Well, fine. Fine, you want to see my tail? Fuck it, I’m not keeping this to myself any longer, you were going to find it on the internet somewhere, so FINE, here you go:

Yes, that oddly masculine buttock is mine. And that’s my….uh, tail, emerging like a fleshy Armour hot dog from the vicinity of my left butt cheek, and I’m not ashamed, dammit, and–
Actually, if that were really my tail you’re fuckin-A I’d be ashamed. God, look at that thing. It’s totally freaking me out. You think it has muscles and stuff, like can it be wagged, or used in some prehensile manner, perhaps to hold an umbrella, or?
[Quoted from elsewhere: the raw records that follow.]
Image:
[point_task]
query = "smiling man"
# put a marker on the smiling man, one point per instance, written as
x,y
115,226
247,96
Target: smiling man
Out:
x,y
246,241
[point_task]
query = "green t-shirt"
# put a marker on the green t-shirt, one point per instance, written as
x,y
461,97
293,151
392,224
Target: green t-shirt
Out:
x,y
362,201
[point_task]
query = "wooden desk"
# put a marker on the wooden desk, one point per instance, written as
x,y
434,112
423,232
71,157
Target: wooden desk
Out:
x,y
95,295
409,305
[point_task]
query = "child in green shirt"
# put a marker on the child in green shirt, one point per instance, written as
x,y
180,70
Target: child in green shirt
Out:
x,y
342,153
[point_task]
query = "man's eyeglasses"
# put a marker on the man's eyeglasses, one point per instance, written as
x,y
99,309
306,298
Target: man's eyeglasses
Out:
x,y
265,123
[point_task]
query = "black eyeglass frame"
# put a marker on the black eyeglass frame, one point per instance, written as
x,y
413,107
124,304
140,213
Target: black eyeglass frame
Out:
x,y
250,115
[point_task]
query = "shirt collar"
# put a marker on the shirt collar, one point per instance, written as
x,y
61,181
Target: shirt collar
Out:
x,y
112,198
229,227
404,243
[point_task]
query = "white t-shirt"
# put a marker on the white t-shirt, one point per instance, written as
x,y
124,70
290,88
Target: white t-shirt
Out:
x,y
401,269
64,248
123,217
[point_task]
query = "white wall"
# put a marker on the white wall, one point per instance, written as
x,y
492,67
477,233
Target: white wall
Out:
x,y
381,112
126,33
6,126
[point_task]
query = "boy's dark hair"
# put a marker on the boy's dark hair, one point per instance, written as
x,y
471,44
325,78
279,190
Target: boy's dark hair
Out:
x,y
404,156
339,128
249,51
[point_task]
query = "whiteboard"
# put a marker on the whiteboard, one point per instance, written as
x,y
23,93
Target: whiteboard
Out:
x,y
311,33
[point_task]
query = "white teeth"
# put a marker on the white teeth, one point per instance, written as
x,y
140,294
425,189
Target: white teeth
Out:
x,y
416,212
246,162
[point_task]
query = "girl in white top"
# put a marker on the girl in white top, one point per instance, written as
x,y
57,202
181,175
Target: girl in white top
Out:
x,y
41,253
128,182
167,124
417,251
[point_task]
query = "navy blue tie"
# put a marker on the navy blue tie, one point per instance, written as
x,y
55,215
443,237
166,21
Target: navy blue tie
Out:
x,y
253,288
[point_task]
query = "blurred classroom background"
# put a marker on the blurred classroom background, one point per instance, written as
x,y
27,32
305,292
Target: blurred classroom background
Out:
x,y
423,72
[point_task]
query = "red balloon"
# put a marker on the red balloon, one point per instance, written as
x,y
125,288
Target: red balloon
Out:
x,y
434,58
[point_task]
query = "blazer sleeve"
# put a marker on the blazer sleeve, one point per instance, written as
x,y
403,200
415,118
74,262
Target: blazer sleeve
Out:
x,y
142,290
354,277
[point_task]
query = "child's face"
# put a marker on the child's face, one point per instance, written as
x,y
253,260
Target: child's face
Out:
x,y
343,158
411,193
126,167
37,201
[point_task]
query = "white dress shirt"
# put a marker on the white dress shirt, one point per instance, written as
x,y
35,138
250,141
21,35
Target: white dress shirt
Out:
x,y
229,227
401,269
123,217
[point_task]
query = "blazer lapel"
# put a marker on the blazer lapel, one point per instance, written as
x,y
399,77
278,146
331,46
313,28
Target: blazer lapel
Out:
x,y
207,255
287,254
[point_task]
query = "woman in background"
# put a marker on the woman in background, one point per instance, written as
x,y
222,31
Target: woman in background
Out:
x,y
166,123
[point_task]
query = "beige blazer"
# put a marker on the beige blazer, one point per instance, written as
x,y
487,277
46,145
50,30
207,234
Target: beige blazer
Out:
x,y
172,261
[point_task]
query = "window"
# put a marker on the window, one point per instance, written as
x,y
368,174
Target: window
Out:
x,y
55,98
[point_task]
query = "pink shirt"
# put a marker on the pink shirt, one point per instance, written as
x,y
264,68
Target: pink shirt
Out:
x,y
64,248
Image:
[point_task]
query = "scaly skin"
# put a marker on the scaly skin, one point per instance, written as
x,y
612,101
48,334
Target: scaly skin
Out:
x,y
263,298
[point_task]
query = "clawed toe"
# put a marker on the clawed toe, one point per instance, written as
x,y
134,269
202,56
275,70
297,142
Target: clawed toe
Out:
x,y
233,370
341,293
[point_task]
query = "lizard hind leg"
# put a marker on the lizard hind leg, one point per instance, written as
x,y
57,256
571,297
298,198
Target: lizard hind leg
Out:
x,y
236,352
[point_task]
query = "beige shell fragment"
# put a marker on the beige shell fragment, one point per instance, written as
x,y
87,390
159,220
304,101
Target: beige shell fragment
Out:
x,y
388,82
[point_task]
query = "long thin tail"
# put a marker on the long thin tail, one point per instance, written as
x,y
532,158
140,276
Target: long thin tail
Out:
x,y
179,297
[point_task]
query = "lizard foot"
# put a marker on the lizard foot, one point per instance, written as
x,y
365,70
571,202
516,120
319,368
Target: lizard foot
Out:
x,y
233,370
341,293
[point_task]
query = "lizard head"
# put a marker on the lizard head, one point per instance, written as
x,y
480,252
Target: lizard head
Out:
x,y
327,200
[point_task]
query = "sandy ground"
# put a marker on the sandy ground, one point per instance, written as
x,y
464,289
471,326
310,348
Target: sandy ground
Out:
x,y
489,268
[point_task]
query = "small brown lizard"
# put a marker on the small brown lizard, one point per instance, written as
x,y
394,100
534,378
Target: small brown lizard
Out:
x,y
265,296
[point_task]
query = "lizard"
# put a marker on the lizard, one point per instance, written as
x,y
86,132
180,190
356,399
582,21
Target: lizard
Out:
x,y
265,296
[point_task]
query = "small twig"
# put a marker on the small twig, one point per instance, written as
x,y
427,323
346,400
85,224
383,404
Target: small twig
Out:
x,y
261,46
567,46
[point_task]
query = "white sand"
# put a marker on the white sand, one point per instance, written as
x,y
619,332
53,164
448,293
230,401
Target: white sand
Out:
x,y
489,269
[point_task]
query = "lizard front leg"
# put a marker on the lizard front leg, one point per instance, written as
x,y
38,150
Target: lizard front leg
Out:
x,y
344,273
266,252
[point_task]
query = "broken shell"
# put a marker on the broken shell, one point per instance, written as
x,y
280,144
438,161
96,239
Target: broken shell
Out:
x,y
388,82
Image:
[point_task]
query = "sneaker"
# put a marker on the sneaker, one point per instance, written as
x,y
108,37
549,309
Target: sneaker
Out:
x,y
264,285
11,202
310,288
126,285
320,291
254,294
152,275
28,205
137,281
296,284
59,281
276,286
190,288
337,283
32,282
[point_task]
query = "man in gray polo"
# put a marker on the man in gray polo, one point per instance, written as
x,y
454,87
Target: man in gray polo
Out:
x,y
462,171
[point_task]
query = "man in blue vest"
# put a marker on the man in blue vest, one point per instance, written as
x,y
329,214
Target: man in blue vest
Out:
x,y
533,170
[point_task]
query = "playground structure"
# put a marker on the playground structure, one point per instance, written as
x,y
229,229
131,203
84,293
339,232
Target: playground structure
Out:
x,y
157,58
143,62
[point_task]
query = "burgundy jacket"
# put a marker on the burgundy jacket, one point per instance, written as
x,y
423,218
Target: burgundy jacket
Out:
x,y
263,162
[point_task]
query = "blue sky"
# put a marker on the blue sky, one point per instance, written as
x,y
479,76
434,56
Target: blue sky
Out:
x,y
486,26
Also, speaking of internet weirdness, I hate to take up valuable space I could be using to post poached web photos of human deformities which may or may not be real, BUT…for the reader leaving me comments signed with my first and last name, or my work email address? Quit with the passive-agressive lame-ass “Hey Linda I know who u are OMG!” crap and either grow some fuzz on your peaches and say hello, or piss off back to your World of Warcraft night-elf-strokefest. What am I supposed to be over here, impressed?
Anyway, moving on to awesomer subjects (shut up, if “liveblogging” is an acceptable term, then I declare “awesomer” King’s Fucking English), I’m pretty sure I’ve isolated Riley’s first word: backpack.
Okay, it’s more like “ba pa”; I suppose I could be mistaking those sounds for “backpack” when in fact he’s trying to say “Gônoprojatontri Bangladesh” – but come on, the boy consistently crawls directly into the sliding glass door, I doubt he’s got a grip on his South Asia countries just yet.
He’s been making those “backpack” sounds for a while, usually when we get out the backpack carrier and repeatedly ask him “Do you want to ride in the backpack? Do you? You DO?” (which has resulted in the dog losing her tiny Chiclet brain altogether every time one of us puts the carrier on now, because who thinks they’re going for a walk? SHE DOES! SHE DOES!), but yesterday on the way home from daycare I randomly asked Riley if he would like to go in the backpack when we got home, and he clearly said “Ba pa?” in response.
My money’s on “da da” as the next recognizable word because god knows his dad hoists the sun every morning and blows the moon out every night as far as Riley’s concerned. Maybe I’ll hear “ma ma” someday in the future after he moves on to “da ee” (doggie) or “bahl” (bottle) or “aheedehstahbiahem” (antidisestablishmentarianism), if I’m lucky.